Robert Kiyosaki, financial educator and investor, uses Twitter to warn of a potential “Great Depression 2.0,” urging investments in Bitcoin, gold, and silver to counter possible U.S. economic decline by 2035.

Kiyosaki’s warnings highlight significant economic risk, shifting focus to alternative assets like Bitcoin amidst predicted downturns, influencing investor sentiment and market dynamics. Immediate impacts reflect increased interest in cryptocurrency hedging strategies.
Financial expert Robert Kiyosaki has issued warnings of a looming “Great Depression 2.0,” suggesting severe financial downturns are likely.

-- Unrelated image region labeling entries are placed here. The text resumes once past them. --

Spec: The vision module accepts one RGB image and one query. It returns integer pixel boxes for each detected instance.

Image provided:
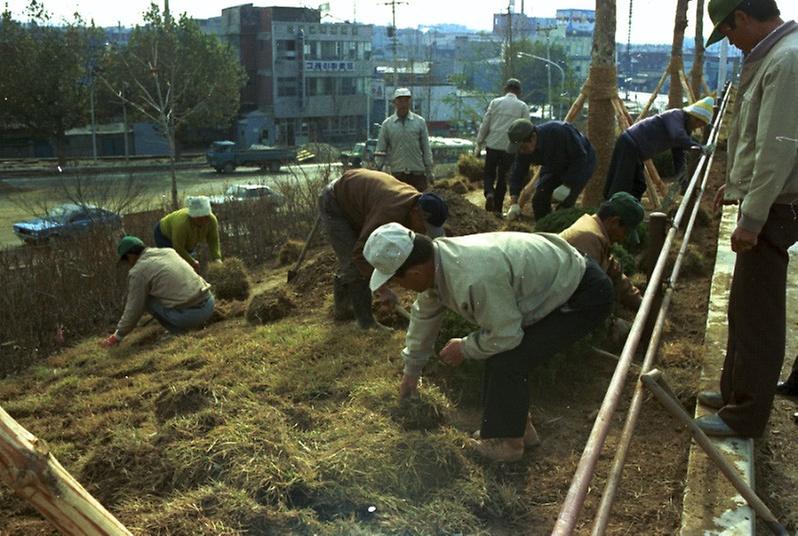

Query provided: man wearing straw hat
[154,195,222,271]
[604,97,715,199]
[696,0,798,437]
[102,236,215,348]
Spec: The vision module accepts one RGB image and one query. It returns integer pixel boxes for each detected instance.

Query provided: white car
[211,184,285,207]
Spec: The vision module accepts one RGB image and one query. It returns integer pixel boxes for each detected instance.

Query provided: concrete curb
[679,205,756,536]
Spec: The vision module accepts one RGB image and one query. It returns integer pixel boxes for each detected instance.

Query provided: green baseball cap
[706,0,747,46]
[507,119,537,154]
[607,192,646,244]
[116,235,144,259]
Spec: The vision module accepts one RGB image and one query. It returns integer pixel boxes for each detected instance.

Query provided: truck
[341,138,377,168]
[205,140,297,173]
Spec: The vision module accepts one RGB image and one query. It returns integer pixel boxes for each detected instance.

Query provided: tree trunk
[668,0,689,108]
[0,408,130,536]
[690,0,704,98]
[166,126,180,210]
[582,0,618,207]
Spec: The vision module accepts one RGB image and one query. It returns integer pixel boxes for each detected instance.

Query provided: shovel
[288,214,321,283]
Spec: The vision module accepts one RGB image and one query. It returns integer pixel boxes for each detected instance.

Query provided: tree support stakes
[0,408,132,536]
[640,369,789,536]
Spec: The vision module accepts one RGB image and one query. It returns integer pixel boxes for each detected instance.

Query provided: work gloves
[551,184,571,203]
[505,203,521,220]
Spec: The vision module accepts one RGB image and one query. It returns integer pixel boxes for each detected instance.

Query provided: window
[277,77,297,97]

He notes high debt levels, unemployment, and systemic risks as key factors contributing to this prediction.
Kiyosaki emphasizes the need to accumulate Bitcoin, gold, and silver, citing these as resilient against economic decline. He shared his insights publicly, notably via X (formerly Twitter), stressing the potential for new financial opportunities in the aftermath.
His warnings suggest significant impacts on industries and markets, with potential shifts towards alternative investments. This shift reflects concerns about the stability of traditional financial systems amidst economic turbulence.

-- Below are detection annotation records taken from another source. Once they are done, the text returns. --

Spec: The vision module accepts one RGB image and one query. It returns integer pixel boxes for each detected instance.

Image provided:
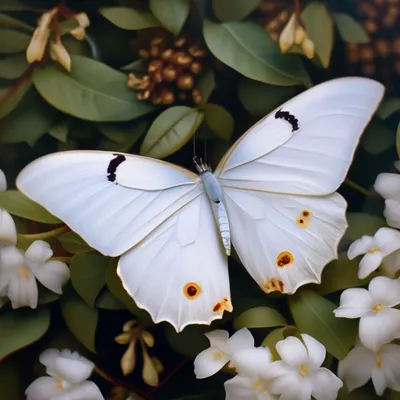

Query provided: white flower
[374,165,400,228]
[0,208,17,249]
[0,169,7,192]
[338,343,400,396]
[265,334,343,400]
[333,276,400,352]
[25,349,104,400]
[347,228,400,279]
[225,347,278,400]
[194,328,254,379]
[0,240,70,308]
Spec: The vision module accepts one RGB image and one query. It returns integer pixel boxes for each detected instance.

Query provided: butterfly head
[193,157,211,175]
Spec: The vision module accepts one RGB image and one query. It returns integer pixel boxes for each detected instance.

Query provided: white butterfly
[17,78,384,332]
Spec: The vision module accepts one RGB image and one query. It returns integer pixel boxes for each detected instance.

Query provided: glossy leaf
[99,7,160,30]
[58,232,93,254]
[204,103,235,142]
[203,21,310,86]
[150,0,190,35]
[212,0,262,21]
[0,29,31,54]
[233,307,287,330]
[61,287,99,353]
[238,77,296,117]
[0,190,61,224]
[289,290,358,360]
[70,254,110,308]
[301,3,334,68]
[0,54,29,79]
[316,253,377,295]
[0,307,50,361]
[331,12,370,43]
[32,55,154,121]
[140,106,204,158]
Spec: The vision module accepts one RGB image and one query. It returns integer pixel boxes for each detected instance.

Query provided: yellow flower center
[18,266,31,279]
[372,304,385,313]
[299,364,309,376]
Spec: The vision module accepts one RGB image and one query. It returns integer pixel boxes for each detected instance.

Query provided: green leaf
[343,212,386,240]
[0,29,31,53]
[203,21,311,86]
[165,325,214,357]
[0,79,32,119]
[0,54,29,79]
[289,290,358,360]
[150,0,190,35]
[140,106,204,158]
[61,287,99,353]
[238,77,296,117]
[361,120,396,155]
[32,55,154,121]
[70,254,110,308]
[331,12,370,43]
[301,3,334,68]
[233,307,287,330]
[58,232,93,254]
[0,14,34,33]
[212,0,262,21]
[99,7,160,31]
[0,307,50,360]
[204,103,235,142]
[197,69,215,105]
[316,253,376,296]
[0,190,61,224]
[376,97,400,119]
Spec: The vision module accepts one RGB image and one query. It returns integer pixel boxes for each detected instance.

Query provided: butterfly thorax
[193,159,231,256]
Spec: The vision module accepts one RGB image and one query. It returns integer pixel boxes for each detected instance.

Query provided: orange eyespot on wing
[276,251,294,268]
[183,282,201,300]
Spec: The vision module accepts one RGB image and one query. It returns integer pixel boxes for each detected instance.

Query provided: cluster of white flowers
[194,328,343,400]
[25,349,104,400]
[334,163,400,396]
[0,170,70,308]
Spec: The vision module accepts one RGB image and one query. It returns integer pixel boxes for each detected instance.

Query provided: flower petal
[358,251,384,279]
[25,376,62,400]
[194,347,229,379]
[347,236,374,260]
[0,208,17,247]
[359,308,400,352]
[333,288,372,318]
[338,345,376,391]
[226,328,254,357]
[25,240,53,268]
[204,329,229,349]
[368,276,400,307]
[7,270,38,308]
[310,368,343,400]
[33,261,70,294]
[276,336,308,367]
[232,347,272,379]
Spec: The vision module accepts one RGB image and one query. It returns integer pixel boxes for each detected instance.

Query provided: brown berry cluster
[346,0,400,91]
[128,35,208,104]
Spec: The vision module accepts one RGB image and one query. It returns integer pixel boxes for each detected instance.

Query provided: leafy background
[0,0,400,400]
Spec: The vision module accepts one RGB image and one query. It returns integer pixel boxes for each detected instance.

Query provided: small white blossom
[194,328,254,379]
[338,343,400,396]
[225,347,279,400]
[25,349,104,400]
[347,228,400,279]
[264,334,343,400]
[333,276,400,352]
[0,240,70,308]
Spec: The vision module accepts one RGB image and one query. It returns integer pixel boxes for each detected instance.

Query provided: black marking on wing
[275,108,299,132]
[107,154,126,182]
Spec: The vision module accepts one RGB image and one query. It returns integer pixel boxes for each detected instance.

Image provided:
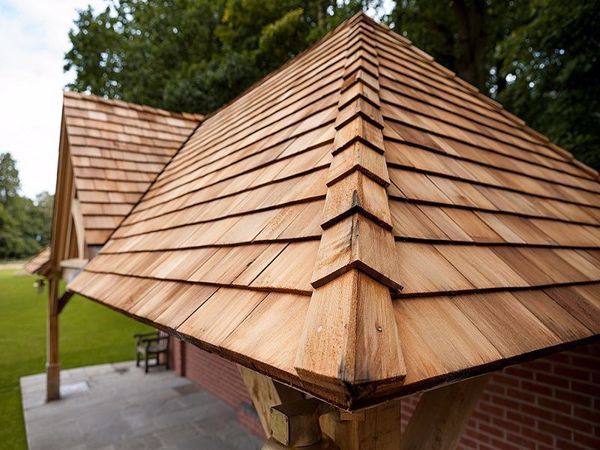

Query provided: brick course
[173,343,600,450]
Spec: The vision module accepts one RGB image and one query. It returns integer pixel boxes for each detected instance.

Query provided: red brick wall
[402,344,600,450]
[175,343,600,450]
[171,339,264,436]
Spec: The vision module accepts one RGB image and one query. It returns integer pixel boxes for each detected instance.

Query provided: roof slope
[63,92,202,245]
[69,14,600,408]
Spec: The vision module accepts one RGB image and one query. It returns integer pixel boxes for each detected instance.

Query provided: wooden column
[46,274,60,401]
[402,375,490,450]
[321,400,402,450]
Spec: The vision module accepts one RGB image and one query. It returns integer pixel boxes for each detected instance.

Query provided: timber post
[46,274,60,401]
[240,366,490,450]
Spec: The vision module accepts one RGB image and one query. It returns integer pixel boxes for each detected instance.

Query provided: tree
[387,0,600,169]
[0,153,21,207]
[496,0,600,169]
[65,0,380,113]
[0,153,53,259]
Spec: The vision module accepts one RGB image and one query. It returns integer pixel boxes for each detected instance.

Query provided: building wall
[172,343,600,450]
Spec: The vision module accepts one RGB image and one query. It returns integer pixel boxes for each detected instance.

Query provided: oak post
[321,400,402,450]
[402,375,490,450]
[46,274,60,401]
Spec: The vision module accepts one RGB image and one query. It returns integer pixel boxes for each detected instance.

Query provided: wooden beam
[321,400,402,450]
[238,366,304,437]
[46,114,75,401]
[71,198,86,259]
[56,291,74,314]
[46,274,60,401]
[402,375,490,450]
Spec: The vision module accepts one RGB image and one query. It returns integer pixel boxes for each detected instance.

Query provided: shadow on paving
[21,362,261,450]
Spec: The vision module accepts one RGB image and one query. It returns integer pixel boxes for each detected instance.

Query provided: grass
[0,270,149,449]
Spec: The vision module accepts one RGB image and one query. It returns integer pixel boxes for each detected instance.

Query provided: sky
[0,0,104,198]
[0,0,392,198]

Kiyosaki’s predictions highlight possible financial restructuring in favor of cryptocurrencies and precious metals. This could influence investment strategies, prompting reevaluations of asset allocations among individuals and institutions alike.
Financial experts have mixed reactions, with some agreeing on the need for protective financial measures. Market trends suggest increasing interest in cryptocurrencies, reflecting possible shifts in investor sentiment toward more decentralized financial models.
The potential outcomes include increased regulatory focus, technological adaptation, and shifts in wealth distribution. Historical precedents like the 1930s depression underscore the importance of cautious, diversified investment to safeguard against unpredictable economic scenarios. As Robert Kiyosaki, author of “Rich Dad Poor Dad”, states:
“If a poor person bought a few ounces of gold or silver, or 1/2 of a Bitcoin…. I predict they may become the new rich… once this Depression is over.”